Fig. 3. (a) Schematic diagram of the experimental setup of the grating imaging technique; (b) in-plane and cross-plane heat flow generated by the pump and detected by the probe. (c) Experimental and fitting results for Cu 220-nm-thick nano-film measured by ns-TTR (λ = ∞) and NGI with grating periods of 10 μm and 20 μm; (d) comparison of κx of Cu nano-films measured by NGI with four-point probe results as well as reference values.


[1] Jeong, J., Li, X., Lee, S., Shi, L., & Wang, Y. (2021). Transient hydrodynamic lattice cooling by picosecond laser irradiation of graphitePhysical Review Letters127(8), 085901.

[2] J. Jeong, Meng, X., Rockwell, A. K., Bank, S. R., Hsieh, W. – P., Lin, J. – F., and Wang, Y., “Picosecond Transient Thermoreflectance for Thermal Conductivity Characterization,” Nanoscale and Microscale Thermophysical Engineering, In Press, 2019.

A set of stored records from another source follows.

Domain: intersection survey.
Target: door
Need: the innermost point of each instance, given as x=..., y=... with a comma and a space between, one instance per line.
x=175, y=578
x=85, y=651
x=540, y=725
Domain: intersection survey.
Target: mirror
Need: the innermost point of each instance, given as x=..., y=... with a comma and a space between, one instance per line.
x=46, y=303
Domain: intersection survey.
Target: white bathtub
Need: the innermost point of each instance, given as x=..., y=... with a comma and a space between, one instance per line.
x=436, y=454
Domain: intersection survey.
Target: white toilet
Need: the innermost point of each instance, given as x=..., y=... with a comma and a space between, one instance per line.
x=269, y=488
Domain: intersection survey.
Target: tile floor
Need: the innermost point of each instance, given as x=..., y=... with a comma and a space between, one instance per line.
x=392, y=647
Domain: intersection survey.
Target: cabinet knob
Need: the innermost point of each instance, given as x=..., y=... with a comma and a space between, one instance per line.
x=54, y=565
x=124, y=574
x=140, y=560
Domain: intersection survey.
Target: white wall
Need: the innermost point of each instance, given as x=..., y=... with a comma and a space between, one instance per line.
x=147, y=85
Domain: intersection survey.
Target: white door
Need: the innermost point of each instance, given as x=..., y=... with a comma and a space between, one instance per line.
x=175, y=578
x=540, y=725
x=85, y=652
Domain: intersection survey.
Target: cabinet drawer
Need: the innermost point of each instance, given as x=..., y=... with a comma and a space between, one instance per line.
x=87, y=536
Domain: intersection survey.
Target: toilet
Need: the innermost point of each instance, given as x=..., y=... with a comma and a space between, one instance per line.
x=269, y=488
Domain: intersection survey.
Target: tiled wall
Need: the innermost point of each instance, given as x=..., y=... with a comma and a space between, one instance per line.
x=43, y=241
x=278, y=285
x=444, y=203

[3] J. Jeong, Chen, K., Walker, E. S., Roy, N., He, F., Liu, P., Willson, G. C., Cullinan, M., Bank, S. R., and Wang, Y., “In-plane thermal conductivity measurement with nanosecond grating imaging technique,” Nanoscale and Microscale Thermophysical Engineering, vol. 22, no. 2, pp. 83-96, 2018.

[4] K. Chen, Meng, X., He, F., Zhou, Y., Jeong, J., Sheehan, N., Bank, S. R., and Wang, Y., “Comparison between grating imaging and transient grating techniques on measuring carrier diffusion in semiconductor,” Nanoscale and Microscale Thermophysical Engineering, vol. 22, no. 4, pp. 348-359, 2018.